Hope for an expedient resolution to the trade war between the United States and China sent shares on Wall Street higher, while at the same time raising investor sentiment. As a result, all the major equity indexes closed out the trading day in positive territory.

Aiding the gains was a Wall Street Journal article indicating that Treasury Secretary Steven Mnuchin discussed lifting some or all tariffs imposed on Chinese imports and suggested offering a tariff rollback during trade discussions scheduled for Jan. 30.

S&P 500 industrial stock index, which has been sensitive to trade developments, rose 1.7 percent. The gains held even despite a Treasury spokesman stating that Mnuchin had not made any such recommendation.

Earlier, industrial stocks were higher as shares of defense contractors rose after Trump unveiled a new missile defense strategy. Shares of Northrop Grumman advanced 3.3 percent, and shares of Lockheed Martin gained 2.4 percent.

With Thursday’s gains, the benchmark S&P 500 index closed above its 50-day moving average for the first time since Dec. 3. The S&P 500 is 10.1 percent away from its Sept. 20 record close after having rallied from a 20-month low on Christmas Eve on concerns over a global economic slowdown.

Also helping the equity markets was a rebound in financial shares, which ended 0.5 percent higher after having dropped as much as 1 percent. The financial index has posted gains for seven straight sessions.

However, shares of Morgan Stanley closed down 4.4 percent after the ibank reported a lower-than-expected earnings number.

In after-hours trading, shares of Netflix fell 2 percent after the company reported quarterly results.

Analysts have cut their fourth-quarter profit growth forecast for S&P 500 companies to 14.2 percent from 20.1 percent estimated on Oct. 1, according to IBES data from Refinitiv.

Approximately 7.19 billion shares changed hands on the major domestic equity exchanges, as compared to the 8.58 billion share average over the past 20 trading days.

Day’s Economic News

The number of new claims for jobless benefits fell unexpectedly last week, pointing to sustained labor market strength that should continue to underpin the economy.

Other data on Thursday showed factory activity in the mid-Atlantic region rebounded in January from near a 2-1/2-year low, driven by a surge in new orders, which could allay concerns that manufacturing production was slowing sharply.

While the data so far suggest the economy is in relatively good shape, there are concerns an ongoing partial shutdown of the federal government could erode both business and consumer confidence, leading to cuts in spending.

According to the report released by the Labor Department on Thursday morning, initial claims for state unemployment benefits decreased by 3,000 claims to a seasonally adjusted 213,000 claims for the week ended January 12.

The claims data covered the survey period for the nonfarm payrolls portion of January’s employment report.

Claims fell 4,000 between the December and January survey periods. While that would suggest little change in labor market conditions after the economy created 312,000 jobs in December, the longest government shutdown in U.S. history raises the risk of a drop-in payrolls. Some 800,000 government workers missed their first paycheck last Friday because of the partial shutdown.

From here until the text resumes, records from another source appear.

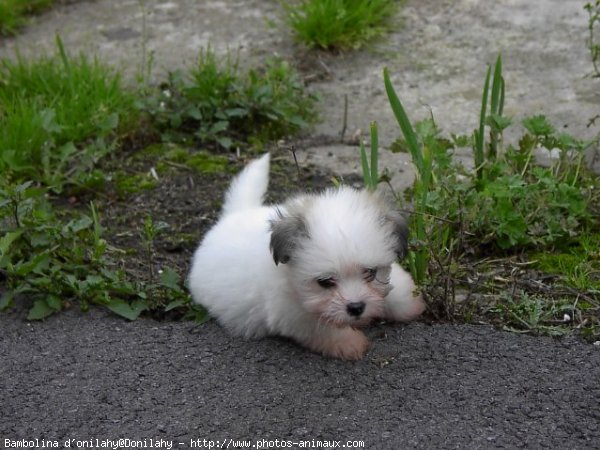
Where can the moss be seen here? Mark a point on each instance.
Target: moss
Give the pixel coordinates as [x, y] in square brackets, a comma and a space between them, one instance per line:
[578, 266]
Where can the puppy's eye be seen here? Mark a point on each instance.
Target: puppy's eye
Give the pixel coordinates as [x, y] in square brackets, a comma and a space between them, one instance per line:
[370, 274]
[326, 283]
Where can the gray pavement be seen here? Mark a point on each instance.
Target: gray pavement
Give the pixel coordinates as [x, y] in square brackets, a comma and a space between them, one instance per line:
[81, 377]
[420, 386]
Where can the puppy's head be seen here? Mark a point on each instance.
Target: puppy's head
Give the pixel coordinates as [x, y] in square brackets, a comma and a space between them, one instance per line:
[338, 248]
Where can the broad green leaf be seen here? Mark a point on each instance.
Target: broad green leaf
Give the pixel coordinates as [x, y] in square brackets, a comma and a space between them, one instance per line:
[130, 311]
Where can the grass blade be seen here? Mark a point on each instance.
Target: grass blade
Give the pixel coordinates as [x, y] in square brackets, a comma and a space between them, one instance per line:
[404, 122]
[365, 166]
[497, 82]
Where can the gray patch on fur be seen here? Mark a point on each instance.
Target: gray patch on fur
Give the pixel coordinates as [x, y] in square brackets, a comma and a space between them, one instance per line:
[286, 233]
[399, 232]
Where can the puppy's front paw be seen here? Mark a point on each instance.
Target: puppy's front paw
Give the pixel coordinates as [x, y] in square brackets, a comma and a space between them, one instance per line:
[405, 309]
[342, 343]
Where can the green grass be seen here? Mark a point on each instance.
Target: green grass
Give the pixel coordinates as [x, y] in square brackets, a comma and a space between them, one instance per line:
[216, 104]
[517, 239]
[339, 24]
[14, 13]
[59, 116]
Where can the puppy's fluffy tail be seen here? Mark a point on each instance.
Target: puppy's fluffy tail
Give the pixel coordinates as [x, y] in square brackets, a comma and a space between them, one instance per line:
[248, 188]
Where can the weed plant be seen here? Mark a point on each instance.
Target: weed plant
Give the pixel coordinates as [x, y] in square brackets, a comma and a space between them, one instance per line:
[339, 24]
[509, 209]
[215, 104]
[59, 116]
[57, 262]
[593, 10]
[13, 13]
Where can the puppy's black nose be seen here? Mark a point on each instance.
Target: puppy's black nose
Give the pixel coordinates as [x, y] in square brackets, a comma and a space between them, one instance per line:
[355, 308]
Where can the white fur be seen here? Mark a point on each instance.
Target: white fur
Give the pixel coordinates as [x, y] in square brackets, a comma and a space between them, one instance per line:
[234, 274]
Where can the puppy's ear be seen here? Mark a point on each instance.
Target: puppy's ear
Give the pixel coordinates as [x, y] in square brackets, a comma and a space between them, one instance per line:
[399, 232]
[286, 233]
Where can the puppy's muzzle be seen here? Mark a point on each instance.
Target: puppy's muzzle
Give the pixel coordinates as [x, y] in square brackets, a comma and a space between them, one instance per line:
[355, 309]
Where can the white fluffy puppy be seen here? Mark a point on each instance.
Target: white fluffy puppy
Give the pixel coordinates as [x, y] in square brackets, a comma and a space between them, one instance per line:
[312, 269]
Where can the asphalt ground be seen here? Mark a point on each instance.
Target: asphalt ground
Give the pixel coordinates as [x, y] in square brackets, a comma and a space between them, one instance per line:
[93, 378]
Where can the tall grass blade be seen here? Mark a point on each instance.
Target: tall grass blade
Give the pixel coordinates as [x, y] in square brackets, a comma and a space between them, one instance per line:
[404, 122]
[496, 87]
[480, 134]
[365, 166]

The pay period for most federal employees that includes the week of Jan. 12 runs from Jan. 6 to Jan. 19. About 380,000 workers have been furloughed, while the rest are working without pay. Furloughed workers will probably be counted as unemployed.

Private contractors working for many government agencies are also without pay. But Trump has signed legislation for all employees to be paid their salaries retroactively when the shutdown ends. That could result in the shutdown having minimal impact on January payrolls.

Publication of economic data compiled by the Commerce Department’s Bureau of Economic Analysis and Census Bureau has been suspended during the shutdown. That includes December’s housing starts and building permits report, which was scheduled for release on Thursday. November’s construction, factory orders and trade figures have also been delayed, as well as December retail sales and November business inventories data.

The incomplete data is making it hard to get a clear read on the economy, which could complicate policy decisions.

The Federal Reserve reported on Wednesday in its Beige Book report, which offers a snapshot of the economy, that eight of the Fed’s 12 districts reported “modest to moderate growth” in late December and early January.

The Fed noted that while outlooks generally remained positive, “many districts reported that contacts had become less optimistic.”

That was corroborated by a separate report on Thursday from the Philadelphia Fed showing its business conditions index increased to a reading of 17.0 in January from 9.1 in December, which was its lowest level since August 2016.

The survey’s six-month business conditions index increased to a reading of 31.2 this month from 29.9 in December. But its six-month capital expenditures index slipped to a reading of 31.6 in January from 34.5 in the prior month.

Despite the modest rebound in manufacturing in the region that covers eastern Pennsylvania, southern New Jersey and Delaware, the level of activity is lower than it was for most of 2017 and 2018.

This fits in with other signs that national factory activity is slowing, having hit a two-year low in December. A report from the New York Fed earlier this week showed a second straight monthly drop in its Empire State manufacturing index in January.